Before configuring the MCP integration, make sure you have the following in place:
  • A running Cache-Pot server (default address: localhost:6379)
  • The cache-pot binary available on your PATH
  • Claude Desktop or Claude Code for the configuration examples below

Starting the MCP server

The MCP server runs as a subprocess and communicates with its host (Claude Desktop or Claude Code) over stdin/stdout using JSON-RPC 2.0. It connects to your Cache-Pot server over the standard RESP2 protocol.
cache-pot mcp --addr localhost:6379
The --addr flag accepts any host:port that resolves to a running Cache-Pot server.

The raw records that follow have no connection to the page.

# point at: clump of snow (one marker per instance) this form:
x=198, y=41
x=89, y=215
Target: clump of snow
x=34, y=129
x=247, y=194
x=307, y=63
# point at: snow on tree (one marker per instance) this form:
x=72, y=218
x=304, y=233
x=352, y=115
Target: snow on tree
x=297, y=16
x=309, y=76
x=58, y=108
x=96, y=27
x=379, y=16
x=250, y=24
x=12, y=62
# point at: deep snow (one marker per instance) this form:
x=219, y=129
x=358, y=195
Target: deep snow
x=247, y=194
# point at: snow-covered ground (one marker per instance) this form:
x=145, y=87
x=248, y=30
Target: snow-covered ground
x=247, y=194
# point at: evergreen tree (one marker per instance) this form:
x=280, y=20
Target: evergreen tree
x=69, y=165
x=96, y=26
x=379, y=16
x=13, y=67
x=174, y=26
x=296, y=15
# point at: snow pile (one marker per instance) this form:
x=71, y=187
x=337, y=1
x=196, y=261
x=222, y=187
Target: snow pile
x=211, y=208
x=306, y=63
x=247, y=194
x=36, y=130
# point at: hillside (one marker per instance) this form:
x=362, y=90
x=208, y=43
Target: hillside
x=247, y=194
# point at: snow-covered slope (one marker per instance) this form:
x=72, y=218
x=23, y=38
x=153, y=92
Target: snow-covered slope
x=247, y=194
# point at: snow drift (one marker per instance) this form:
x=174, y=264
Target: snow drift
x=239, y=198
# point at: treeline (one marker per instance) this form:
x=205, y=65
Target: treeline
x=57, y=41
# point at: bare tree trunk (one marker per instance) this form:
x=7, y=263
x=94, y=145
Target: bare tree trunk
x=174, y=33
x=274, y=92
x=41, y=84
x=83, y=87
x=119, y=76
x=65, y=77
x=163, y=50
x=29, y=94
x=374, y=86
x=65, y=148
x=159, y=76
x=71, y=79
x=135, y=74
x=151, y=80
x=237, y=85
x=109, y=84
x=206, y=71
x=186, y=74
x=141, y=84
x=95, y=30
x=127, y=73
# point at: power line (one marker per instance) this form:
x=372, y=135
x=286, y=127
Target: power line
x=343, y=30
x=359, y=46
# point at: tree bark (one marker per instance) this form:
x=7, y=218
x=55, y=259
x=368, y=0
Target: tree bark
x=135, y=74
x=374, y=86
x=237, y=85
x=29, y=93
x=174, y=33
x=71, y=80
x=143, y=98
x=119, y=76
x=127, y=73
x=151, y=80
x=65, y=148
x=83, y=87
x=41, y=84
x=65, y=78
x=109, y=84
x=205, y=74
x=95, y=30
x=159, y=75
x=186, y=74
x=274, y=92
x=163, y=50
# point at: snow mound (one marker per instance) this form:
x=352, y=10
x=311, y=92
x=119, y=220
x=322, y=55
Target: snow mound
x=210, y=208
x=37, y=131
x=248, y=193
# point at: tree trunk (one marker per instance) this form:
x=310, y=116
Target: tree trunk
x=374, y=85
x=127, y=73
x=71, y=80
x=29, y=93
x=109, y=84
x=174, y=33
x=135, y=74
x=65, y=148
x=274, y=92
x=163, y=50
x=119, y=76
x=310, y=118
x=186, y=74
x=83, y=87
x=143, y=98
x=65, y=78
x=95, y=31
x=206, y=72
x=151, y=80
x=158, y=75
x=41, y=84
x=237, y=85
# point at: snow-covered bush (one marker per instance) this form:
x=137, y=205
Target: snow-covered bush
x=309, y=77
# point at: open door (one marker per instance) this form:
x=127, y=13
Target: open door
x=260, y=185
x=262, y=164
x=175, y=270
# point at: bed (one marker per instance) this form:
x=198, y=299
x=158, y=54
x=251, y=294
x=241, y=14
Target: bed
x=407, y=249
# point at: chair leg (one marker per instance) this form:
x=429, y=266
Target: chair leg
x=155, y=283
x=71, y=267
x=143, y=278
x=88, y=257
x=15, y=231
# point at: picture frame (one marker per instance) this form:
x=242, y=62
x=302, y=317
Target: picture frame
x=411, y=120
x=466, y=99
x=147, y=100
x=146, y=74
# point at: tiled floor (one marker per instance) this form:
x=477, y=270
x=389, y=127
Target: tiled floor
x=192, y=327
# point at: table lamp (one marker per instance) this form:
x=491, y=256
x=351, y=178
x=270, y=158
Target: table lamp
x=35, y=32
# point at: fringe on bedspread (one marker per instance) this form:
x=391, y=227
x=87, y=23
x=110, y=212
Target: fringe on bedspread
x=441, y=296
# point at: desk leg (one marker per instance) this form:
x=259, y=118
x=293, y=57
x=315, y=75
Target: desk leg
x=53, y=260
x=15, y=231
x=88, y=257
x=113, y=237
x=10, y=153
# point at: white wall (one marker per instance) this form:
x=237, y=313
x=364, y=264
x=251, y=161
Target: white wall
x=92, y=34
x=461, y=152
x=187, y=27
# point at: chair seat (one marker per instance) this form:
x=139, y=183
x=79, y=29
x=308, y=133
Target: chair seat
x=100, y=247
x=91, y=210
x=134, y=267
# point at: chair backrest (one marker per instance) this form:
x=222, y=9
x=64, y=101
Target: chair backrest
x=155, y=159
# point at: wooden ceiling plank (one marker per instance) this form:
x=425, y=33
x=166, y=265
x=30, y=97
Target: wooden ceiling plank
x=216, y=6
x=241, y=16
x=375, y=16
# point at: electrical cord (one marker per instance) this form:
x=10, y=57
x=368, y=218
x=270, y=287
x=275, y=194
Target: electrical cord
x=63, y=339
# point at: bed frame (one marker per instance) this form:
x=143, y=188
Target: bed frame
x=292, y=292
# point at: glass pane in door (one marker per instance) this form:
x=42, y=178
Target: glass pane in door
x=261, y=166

You can also set it via the CACHEPOT_MCP_ADDR environment variable. The default is localhost:6379.
You do not run this command manually in normal usage — your MCP host (Claude Desktop, Claude Code) launches it as a subprocess and manages its lifecycle automatically.
You can verify the bridge works without a full MCP client by driving it over stdin directly:
printf '%s\n%s\n' \
  '{"jsonrpc":"2.0","id":1,"method":"initialize","params":{}}' \
  '{"jsonrpc":"2.0","id":2,"method":"tools/list"}' \
  | cache-pot mcp --addr localhost:6379
You should see an initialize result followed by the tool catalogue listing all five tools.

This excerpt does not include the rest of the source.